Multitranscriptome analysis revealed that stromal cells in the papillary dermis promote angiogenesis in psoriasis vulgaris.

Background: The pathogenesis of psoriasis, an inflammatory skin disease, is incompletely understood. Growing evidence substantiates the involvement of stromal cells in the inflammatory process.

Objectives: To investigate the roles of stromal cells, including fibroblasts, vascular endothelial cells (VECs) and smooth muscle cells (VSMCs), in the psoriatic inflammatory microenvironment and the possible underlying mechanisms involved.

Methods: This study employed combination of single-cell, spatial transcriptome and bulk RNA sequencing using lesional and nonlesional skin samples from patients with psoriasis vulgaris (PV) and healthy skin samples from unaffected individuals.
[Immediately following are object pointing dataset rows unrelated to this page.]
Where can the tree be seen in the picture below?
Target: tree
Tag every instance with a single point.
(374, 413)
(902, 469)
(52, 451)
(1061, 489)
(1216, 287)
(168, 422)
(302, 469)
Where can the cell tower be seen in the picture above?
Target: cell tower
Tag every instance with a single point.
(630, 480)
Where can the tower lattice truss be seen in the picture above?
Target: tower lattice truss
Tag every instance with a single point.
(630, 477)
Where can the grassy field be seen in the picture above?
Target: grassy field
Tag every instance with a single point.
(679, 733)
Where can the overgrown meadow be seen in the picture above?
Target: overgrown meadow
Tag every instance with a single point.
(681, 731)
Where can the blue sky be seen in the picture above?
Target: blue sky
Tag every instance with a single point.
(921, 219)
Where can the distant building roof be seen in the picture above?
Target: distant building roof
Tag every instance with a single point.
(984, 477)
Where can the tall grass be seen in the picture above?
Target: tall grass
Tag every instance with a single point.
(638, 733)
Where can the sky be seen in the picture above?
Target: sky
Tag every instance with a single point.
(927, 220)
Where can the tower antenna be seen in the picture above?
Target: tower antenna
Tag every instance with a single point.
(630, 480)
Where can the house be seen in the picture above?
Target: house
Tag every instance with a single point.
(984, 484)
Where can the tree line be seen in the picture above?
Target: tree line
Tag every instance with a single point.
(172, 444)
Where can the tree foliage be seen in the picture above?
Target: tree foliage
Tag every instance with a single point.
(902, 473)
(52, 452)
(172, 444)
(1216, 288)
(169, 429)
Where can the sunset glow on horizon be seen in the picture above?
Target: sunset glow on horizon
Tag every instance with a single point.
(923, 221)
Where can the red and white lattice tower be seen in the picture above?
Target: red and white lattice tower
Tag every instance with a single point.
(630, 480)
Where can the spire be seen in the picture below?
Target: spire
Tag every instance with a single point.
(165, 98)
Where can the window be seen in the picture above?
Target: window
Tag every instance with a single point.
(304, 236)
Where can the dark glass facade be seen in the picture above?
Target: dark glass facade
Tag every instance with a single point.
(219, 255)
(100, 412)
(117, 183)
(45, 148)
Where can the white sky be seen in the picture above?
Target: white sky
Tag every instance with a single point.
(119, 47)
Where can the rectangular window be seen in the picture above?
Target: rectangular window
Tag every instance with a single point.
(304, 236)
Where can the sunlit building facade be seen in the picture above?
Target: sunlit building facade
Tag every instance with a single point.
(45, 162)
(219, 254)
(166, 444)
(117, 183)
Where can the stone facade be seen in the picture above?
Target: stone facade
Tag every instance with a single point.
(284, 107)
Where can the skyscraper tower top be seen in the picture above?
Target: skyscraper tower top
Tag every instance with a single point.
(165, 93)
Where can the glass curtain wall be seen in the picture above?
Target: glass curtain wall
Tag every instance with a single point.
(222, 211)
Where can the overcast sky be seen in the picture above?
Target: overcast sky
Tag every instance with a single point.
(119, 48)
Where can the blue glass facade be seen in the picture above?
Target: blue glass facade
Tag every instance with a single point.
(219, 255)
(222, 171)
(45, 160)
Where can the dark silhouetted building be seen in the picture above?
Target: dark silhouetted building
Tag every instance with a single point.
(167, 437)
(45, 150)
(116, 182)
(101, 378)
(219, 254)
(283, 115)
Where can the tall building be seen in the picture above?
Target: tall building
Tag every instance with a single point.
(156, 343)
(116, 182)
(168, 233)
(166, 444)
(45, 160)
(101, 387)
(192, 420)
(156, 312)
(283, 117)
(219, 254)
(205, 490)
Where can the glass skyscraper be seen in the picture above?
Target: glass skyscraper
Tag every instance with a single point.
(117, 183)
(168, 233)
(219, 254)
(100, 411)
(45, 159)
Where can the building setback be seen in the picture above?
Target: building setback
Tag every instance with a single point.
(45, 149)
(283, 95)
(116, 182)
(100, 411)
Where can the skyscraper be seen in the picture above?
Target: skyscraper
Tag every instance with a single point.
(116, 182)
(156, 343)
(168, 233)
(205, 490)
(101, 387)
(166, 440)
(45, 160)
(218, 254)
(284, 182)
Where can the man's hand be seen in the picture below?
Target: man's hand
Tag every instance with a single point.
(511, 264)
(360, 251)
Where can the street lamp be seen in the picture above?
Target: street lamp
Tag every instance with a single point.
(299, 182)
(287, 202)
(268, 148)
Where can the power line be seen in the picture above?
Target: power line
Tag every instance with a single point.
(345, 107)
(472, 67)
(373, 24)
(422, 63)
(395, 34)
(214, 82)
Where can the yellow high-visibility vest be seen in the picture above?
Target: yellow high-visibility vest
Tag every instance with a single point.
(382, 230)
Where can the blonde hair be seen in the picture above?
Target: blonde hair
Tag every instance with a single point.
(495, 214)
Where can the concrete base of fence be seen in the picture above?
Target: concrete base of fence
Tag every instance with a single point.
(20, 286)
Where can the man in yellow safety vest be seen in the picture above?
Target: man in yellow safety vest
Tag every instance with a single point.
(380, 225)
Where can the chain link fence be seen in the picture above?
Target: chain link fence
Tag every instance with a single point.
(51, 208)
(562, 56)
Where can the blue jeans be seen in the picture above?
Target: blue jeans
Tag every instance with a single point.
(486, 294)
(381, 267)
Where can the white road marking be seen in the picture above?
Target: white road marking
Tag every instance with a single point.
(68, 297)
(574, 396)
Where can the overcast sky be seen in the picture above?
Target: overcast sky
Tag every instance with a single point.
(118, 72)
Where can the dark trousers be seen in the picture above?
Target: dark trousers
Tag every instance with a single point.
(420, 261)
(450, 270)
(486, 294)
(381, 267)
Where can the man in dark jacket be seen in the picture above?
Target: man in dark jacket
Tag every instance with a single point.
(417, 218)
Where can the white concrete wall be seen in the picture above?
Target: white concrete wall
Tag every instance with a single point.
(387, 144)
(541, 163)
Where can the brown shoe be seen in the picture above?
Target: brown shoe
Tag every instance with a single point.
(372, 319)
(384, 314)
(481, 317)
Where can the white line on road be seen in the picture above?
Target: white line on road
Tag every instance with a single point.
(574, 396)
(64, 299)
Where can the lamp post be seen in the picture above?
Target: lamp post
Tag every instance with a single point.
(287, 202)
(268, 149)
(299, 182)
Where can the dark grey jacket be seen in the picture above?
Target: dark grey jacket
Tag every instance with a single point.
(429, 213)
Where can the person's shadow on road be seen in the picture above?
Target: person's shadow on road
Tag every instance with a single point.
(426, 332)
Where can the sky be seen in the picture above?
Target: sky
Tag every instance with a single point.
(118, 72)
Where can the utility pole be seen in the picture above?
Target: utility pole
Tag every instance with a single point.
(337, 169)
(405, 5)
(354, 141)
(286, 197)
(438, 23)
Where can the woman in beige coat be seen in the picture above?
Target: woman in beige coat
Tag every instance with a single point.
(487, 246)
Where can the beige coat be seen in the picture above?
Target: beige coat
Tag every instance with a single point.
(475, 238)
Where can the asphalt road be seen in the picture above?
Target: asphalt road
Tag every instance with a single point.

Results: Through the analysis of transcriptome from 364,098 single cells, we uncovered WNT5A+ fibroblasts, ITIH5+ VECs and VCAN+ VSMCs with the significantly increased cell proportions in the papillary dermis of lesional skin. We defined eight unique subclusters of fibroblasts in the skin and observed a shift of WIF1+ fibroblasts towards WNT5A+ fibroblasts, with abnormal activation of the non-canonical Wnt signaling pathway and increased capabilities of angiogenesis and pro-inflammatory. For the microvascular cells, VSMCs could undergo phenotypic transformation from a contractile phenotype to a synthetic phenotype in the development of psoriatic inflammation. ITIH5+ VECs and VCAN+ VSMCs were identified with an essential role in regulating angiogenesis and vascular remodeling involved in the mechanism of psoriatic pathological changes. Ligand receptor analyses demonstrated WNT5A+ fibroblasts were extensively implicated in interactions with various cell types in skin, especially with ITIH5+ VECs and VCAN+ VSMCs within the papillary dermis.

Conclusions: Interactions of stromal cells in the papillary dermis were identified as possible pathogenic elements in psoriasis vulgaris. Improving the inflammatory microenvironment by targeting stromal cells might be a potential treatment strategy for psoriasis.